Not that she believes in segregating kids. Even if hers did score high enough to qualify for a gifted and talented program, she is not sure that she believes children should be separated that way.

Yes, Ms. Sternbach’s options are limited. Why should she have to send her child to her zoned school, even if it has a great reputation? And her husband simply will not consider a move to the suburbs! If only everyone could just “lower their temperature” and understand Ms. Sternbach’s position: “Anyone who wants to deny (families like mine) another public option does not represent my interests or my children’s.”

There is a time pressure here. Ms. Sternbach’s oldest is now four years old. I wonder if he got into public Pre-K? If not, I assume she and her family can afford to send him to private? Ah, but you see, not all families can. I know she understands. After all, she stated that she and her husband were not sure they could afford to spend $90,000 a year to send all three of their children to private school “assuming we even wanted to go private, which is not a given.”

There was a proposal to open a free public early childhood center in the building. Did she hear about that? It would only take up six classrooms, and then people who couldn’t actually afford private Pre-K could give their children the same advantage as I assume she is giving hers.

Yes, Ms. Sternbach concludes, “Let’s lower the temperature…and increase the opportunities for everyone to send their children to great public schools.” (And on that list I would put the schools for Global and International Studies, and the STAR Academy for children with autism, but not for long.)

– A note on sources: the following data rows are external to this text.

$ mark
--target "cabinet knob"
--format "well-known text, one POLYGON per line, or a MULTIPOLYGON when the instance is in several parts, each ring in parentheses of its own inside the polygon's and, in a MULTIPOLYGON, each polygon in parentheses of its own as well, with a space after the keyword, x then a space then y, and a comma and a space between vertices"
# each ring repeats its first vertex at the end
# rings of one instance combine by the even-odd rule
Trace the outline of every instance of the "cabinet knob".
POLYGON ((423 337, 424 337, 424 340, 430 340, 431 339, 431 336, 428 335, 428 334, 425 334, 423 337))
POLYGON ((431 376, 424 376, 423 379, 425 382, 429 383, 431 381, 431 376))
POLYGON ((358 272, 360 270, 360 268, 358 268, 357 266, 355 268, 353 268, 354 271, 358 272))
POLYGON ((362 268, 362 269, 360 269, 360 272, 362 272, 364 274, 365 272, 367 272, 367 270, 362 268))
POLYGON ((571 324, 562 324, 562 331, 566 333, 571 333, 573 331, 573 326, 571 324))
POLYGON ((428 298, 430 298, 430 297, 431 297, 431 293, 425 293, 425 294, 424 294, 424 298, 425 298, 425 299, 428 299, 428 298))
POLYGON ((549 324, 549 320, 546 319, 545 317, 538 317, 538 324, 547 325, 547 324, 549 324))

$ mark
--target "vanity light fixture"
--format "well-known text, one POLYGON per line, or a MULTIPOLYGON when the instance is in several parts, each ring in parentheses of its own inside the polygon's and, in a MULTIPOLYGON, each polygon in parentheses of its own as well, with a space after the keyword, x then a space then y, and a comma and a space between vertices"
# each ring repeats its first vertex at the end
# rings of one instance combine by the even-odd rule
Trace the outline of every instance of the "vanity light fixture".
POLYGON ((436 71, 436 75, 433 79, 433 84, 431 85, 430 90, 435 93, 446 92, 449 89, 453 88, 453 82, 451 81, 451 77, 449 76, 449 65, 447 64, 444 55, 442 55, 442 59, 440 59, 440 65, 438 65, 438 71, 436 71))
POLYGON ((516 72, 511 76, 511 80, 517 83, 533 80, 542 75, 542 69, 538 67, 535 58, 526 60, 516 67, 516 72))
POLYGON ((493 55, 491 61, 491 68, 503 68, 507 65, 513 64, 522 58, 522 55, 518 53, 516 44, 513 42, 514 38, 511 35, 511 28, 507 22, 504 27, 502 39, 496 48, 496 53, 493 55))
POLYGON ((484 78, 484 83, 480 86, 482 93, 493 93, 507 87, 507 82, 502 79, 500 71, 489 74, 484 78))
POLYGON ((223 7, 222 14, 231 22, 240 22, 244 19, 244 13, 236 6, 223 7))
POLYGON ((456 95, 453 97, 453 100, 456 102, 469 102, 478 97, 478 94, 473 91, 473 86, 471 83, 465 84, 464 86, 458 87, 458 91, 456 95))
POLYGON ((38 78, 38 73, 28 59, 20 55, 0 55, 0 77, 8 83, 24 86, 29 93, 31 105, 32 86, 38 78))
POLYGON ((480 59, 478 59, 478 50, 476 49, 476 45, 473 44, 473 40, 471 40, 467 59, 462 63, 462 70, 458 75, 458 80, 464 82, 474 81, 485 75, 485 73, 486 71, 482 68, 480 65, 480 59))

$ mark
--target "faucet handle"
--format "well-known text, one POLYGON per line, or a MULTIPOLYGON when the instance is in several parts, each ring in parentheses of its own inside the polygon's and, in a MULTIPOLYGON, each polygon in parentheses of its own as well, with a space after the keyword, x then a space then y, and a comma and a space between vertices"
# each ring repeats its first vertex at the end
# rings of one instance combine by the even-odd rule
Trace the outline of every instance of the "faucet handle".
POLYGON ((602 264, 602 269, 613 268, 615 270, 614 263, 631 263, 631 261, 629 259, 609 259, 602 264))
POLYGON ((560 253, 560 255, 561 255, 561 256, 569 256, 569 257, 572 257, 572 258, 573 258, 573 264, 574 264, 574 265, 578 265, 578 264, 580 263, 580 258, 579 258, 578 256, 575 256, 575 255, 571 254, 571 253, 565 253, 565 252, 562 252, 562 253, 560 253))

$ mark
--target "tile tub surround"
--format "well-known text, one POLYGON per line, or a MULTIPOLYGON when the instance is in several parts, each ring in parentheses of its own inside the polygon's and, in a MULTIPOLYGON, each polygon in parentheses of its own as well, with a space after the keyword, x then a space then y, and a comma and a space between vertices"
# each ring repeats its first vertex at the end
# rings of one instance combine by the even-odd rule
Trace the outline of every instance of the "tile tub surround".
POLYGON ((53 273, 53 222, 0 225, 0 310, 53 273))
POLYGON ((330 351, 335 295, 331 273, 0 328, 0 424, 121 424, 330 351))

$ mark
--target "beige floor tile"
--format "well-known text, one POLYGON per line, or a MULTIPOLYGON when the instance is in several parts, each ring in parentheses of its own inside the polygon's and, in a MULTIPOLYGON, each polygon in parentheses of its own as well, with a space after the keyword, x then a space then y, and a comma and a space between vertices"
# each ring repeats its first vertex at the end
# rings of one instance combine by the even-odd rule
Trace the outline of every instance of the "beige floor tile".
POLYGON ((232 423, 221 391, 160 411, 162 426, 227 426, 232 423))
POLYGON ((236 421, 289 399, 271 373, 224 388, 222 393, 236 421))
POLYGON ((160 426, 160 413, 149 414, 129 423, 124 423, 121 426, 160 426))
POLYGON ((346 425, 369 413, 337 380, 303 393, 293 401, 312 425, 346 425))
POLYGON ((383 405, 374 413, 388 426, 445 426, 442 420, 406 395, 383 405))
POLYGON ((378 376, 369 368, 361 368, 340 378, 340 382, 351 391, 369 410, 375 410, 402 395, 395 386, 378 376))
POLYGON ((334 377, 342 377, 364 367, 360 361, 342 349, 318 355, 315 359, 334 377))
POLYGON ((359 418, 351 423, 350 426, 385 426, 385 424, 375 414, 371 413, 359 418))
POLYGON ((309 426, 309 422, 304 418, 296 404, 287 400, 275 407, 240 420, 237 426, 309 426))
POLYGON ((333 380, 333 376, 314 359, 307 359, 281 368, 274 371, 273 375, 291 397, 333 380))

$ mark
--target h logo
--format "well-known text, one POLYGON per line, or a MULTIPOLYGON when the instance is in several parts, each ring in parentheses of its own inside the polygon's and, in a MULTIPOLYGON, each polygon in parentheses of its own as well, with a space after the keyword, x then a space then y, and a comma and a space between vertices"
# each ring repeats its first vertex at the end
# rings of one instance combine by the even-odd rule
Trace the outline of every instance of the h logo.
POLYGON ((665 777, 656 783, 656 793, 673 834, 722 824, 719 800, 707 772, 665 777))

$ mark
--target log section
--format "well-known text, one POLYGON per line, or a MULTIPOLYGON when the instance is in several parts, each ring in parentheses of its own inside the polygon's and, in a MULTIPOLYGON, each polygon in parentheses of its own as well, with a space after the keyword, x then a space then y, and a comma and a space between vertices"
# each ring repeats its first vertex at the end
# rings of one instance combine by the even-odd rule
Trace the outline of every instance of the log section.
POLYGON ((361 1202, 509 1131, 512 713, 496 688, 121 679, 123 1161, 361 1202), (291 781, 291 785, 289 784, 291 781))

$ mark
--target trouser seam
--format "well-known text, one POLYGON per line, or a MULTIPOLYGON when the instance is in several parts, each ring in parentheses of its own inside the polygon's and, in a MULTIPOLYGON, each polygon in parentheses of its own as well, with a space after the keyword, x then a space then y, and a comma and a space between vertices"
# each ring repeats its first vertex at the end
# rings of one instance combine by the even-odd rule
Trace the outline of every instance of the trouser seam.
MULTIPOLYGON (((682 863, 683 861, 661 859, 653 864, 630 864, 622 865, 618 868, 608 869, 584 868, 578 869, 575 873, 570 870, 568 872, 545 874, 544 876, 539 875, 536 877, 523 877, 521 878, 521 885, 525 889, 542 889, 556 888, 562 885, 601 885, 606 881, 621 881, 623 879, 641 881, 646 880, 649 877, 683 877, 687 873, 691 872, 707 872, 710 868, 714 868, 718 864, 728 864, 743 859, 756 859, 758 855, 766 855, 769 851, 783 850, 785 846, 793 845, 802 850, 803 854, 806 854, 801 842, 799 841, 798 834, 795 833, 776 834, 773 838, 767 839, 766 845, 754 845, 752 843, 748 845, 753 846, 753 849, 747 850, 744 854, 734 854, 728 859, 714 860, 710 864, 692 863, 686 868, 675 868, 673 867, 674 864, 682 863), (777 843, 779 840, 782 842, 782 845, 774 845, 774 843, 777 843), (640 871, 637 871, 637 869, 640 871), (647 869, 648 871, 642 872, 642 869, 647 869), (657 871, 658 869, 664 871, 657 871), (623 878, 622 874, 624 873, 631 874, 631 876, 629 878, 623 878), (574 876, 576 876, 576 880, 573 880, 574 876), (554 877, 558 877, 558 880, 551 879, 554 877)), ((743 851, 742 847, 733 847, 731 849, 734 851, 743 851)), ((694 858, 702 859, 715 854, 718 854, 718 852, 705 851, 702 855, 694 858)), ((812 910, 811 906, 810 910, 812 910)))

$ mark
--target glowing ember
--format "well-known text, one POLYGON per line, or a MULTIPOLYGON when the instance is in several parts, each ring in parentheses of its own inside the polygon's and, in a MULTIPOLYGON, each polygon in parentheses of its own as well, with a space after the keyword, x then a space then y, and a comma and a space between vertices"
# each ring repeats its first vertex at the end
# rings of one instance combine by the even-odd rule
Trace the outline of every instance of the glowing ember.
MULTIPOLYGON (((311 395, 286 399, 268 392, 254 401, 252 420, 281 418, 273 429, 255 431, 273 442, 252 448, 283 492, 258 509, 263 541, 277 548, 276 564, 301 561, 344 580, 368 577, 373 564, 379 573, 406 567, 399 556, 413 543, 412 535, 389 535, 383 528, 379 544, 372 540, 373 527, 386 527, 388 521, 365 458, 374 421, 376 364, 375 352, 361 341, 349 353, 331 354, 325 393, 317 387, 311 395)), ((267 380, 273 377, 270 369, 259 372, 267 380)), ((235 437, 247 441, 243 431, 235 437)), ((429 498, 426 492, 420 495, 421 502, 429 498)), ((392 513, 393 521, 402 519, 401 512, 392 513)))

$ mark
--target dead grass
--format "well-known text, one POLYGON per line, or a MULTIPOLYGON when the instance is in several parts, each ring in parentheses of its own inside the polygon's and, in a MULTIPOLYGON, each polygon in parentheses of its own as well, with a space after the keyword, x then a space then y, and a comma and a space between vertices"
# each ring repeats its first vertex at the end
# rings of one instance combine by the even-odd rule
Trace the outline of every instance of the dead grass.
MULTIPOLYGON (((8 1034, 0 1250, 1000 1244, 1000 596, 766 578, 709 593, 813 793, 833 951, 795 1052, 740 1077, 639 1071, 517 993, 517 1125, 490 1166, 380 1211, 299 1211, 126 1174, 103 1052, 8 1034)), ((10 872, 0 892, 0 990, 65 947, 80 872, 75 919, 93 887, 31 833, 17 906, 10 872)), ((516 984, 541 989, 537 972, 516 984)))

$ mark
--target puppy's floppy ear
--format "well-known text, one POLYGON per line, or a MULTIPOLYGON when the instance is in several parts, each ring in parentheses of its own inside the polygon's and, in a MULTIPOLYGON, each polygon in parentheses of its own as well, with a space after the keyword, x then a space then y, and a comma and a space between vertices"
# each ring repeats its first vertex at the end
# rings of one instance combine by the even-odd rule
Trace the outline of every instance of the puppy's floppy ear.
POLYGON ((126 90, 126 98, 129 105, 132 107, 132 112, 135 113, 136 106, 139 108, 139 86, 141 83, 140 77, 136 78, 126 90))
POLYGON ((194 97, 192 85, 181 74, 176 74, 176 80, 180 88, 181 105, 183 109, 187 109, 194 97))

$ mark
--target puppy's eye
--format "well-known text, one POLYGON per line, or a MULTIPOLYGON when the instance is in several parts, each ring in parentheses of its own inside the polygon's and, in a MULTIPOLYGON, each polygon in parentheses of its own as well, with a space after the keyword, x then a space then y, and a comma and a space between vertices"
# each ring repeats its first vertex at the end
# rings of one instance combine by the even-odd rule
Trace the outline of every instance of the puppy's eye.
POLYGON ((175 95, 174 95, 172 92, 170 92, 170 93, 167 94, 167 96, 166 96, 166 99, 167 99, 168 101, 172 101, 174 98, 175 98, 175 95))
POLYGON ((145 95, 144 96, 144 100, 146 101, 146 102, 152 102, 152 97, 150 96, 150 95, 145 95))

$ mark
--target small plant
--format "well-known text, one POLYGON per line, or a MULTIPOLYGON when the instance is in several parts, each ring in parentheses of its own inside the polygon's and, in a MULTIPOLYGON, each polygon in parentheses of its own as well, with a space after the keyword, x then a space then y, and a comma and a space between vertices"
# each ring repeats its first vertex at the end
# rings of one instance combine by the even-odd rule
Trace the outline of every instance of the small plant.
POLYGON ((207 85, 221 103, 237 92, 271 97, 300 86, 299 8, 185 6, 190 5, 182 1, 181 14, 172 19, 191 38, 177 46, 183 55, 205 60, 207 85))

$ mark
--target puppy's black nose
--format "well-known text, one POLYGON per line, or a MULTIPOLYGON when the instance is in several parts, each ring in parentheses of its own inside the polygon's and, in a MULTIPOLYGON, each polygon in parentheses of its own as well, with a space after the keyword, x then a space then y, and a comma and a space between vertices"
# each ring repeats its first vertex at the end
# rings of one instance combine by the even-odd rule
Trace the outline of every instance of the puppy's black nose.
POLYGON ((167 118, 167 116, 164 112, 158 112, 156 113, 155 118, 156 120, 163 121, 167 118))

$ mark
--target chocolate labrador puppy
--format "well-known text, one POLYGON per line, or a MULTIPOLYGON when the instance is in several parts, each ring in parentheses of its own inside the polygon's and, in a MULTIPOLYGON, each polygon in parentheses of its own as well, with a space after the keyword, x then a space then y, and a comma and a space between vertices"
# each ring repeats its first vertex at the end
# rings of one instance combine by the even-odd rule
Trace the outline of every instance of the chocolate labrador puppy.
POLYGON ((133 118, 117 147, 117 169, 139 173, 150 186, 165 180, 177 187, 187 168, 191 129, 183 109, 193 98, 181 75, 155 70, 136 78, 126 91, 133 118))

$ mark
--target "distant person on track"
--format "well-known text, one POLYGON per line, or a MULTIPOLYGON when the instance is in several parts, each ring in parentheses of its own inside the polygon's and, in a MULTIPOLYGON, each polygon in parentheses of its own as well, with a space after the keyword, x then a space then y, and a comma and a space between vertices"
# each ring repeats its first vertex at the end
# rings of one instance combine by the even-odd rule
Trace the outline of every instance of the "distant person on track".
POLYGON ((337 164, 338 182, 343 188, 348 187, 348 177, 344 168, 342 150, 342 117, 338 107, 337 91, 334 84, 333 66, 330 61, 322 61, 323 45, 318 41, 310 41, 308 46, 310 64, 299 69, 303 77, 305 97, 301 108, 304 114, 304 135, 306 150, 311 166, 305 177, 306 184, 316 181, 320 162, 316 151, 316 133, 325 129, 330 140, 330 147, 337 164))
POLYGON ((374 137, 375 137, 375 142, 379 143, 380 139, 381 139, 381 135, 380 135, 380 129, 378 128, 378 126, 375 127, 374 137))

So congratulations to Mayor Bloomberg and Eva Moscowitz! They successfully created and utilized a corrupt system to push their agenda through. It wasn’t hard. No one else actually gets to have a say. And congratulations to them for successfully manipulating public opinion to believe that they are champions of the very populations they are actually throwing under the bus! I assume that they think all of this makes them successful politicians, business-people, or – God forbid – educators, but it does not. It makes them failed human beings.